More than 90 world experts have assembled today in Panama City to start a new assessment on how climate change will affect disaster risks in future and how countries can better manage the expected increases in damaging weather events due to climate change. The meeting is being convened by the Intergovernmental Panel on Climate Change (IPCC), which decided in April 2009 to prepare a new IPCC Special Report called: “Managing the Risk of Extreme Events and Disasters to Advance Climate Change Adaptation”. The assessment was proposed by the United Nations International Strategy for Disaster Reduction (UNISDR) and the government of Norway in response to the predictions in the IPCC Fourth Assessment Report that more frequent and severe extreme events such as droughts, floods, storms, heat waves were likely in the future warmer world.

The experts will undertake an extensive survey of available scientific and technical information over 2010, and their assessment will be delivered in a report to be released in 2011, following worldwide critical technical and governmental review. The assessment is the first global scientific effort to examine the linkages between disaster risk reduction and adaptation to climate change. The experts will assess measures that governments and people can take to build resilience to weather and climate hazards and examine practices, strategies and approaches that communities can use to adapt to climate change. The IPCC team combines the forces of economists, sociologists, risk analysts, hydrologists, agricultural experts, health researchers, and risk reduction practitioners alongside climate scientists, drawn from a wide range of developing and developed countries.

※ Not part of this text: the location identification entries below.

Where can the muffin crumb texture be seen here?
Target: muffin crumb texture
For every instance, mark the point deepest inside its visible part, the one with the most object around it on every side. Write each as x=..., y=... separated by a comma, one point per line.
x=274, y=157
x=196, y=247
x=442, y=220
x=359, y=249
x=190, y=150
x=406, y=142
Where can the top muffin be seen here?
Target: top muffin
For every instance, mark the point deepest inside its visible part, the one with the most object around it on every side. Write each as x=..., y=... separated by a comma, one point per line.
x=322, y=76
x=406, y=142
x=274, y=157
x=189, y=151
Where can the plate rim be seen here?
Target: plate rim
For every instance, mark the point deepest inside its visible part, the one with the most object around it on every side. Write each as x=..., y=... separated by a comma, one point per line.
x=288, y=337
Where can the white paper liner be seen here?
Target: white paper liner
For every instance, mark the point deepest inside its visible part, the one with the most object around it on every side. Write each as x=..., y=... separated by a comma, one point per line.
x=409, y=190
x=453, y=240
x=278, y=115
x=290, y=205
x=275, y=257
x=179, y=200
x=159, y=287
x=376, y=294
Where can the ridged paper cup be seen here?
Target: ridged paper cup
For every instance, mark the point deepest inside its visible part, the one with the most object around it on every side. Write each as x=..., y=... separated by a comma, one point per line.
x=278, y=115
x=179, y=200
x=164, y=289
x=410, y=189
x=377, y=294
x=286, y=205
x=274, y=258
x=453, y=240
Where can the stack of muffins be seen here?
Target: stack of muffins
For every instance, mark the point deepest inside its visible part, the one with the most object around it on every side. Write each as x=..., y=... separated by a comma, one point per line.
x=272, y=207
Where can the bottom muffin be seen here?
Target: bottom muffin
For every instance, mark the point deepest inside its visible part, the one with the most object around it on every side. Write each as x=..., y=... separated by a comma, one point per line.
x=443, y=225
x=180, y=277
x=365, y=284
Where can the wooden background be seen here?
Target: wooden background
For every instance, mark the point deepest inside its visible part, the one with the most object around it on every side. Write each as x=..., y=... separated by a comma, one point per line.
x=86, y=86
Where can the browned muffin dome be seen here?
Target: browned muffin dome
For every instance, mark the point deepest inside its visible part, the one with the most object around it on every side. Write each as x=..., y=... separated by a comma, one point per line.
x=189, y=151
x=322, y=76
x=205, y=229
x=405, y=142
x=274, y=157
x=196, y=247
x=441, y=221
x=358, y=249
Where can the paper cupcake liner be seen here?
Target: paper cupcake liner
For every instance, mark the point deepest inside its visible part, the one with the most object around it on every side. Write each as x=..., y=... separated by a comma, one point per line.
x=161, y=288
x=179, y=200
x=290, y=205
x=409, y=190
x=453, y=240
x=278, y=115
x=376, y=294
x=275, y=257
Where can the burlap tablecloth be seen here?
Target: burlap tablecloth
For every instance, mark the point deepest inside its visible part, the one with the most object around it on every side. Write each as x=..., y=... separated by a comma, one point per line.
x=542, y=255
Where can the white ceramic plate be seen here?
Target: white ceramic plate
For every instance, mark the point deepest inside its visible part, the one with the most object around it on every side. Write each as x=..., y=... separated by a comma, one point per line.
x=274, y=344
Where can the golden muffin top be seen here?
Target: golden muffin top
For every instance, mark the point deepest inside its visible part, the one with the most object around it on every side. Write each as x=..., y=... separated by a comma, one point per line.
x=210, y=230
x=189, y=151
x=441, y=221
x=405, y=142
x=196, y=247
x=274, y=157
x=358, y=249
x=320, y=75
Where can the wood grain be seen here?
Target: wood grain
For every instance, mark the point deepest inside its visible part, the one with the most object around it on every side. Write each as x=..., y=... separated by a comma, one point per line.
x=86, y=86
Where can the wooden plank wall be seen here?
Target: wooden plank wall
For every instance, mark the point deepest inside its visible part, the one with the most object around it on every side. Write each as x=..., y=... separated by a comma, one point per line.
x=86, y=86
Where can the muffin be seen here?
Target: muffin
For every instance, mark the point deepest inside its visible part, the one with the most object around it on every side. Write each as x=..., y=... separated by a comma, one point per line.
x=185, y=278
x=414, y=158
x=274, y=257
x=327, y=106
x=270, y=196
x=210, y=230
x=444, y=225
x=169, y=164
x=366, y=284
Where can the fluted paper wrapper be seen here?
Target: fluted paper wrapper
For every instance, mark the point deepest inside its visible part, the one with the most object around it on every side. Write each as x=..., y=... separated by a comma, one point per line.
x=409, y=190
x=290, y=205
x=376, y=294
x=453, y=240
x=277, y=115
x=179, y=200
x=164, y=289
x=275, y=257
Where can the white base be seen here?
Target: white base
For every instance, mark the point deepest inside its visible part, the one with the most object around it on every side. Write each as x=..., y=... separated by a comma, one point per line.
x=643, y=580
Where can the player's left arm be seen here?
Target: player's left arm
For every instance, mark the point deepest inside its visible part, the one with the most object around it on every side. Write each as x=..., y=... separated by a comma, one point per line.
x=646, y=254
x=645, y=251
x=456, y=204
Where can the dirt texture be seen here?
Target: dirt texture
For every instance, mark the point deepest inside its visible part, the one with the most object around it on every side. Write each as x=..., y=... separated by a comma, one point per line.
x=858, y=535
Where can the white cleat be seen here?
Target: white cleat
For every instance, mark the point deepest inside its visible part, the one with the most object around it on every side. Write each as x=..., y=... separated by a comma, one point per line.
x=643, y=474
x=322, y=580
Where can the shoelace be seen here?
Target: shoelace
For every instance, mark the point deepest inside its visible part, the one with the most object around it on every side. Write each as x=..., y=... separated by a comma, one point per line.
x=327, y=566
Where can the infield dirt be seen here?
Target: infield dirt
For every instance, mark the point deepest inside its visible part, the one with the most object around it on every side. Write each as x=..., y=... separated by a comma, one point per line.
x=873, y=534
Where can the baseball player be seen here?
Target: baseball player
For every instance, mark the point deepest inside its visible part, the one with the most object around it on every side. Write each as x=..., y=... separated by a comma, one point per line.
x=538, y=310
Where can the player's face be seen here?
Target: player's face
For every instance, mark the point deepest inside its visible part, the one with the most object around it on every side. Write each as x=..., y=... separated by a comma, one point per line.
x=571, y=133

“The IPCC Special Report is a collective effort that will shine a spotlight on the working policies and tools that people have been using for years to manage and adapt to natural variations of the climate. It will inform Governments about what works best to reduce disaster risks and manage extreme events, and how to cut down on future losses of lives and assets,” says Margareta Wahlström, UN Special Representative of the Secretary-General for Disaster Risk Reduction.

The decision to carry out the assessment marks a new realization that disaster risk reduction will be a first line of defence in adapting to climate change. Climate change negotiators preparing for the Copenhagen Climate Conference have already penciled in the need for disaster risk reduction strategies and risk management and the importance of the Hyogo Framework for Action – a ten-year blueprint for reducing risks to disasters worldwide. The Special Report will provide authoritative guidance on how to move ahead in proven practical terms.

Climate change adaptation measures such as introduction and wider use of drought-resistant seed and the collection of rain water are well-known techniques to deal with drought related risks. Likewise, careful land-use planning and flood management can avoid the high costs of flooding and landslides. The enforcement of safe building codes, conduct of thorough vulnerability and risk assessments, raising public awareness and preparing populations to respond to early warnings, are also among the myriad risk reduction practices that will contribute to adaptation to changing climate.

UNISDR is supporting the IPCC’s preparation of the Special Report by making a global search to ferret out the wide range of technical information on the topic and making it more readily available for assessment by IPCC authors. Regional and thematic material on good practice, case studies, operational policies and practices, government publications and other sources will be gathered to complement the traditional academic literature.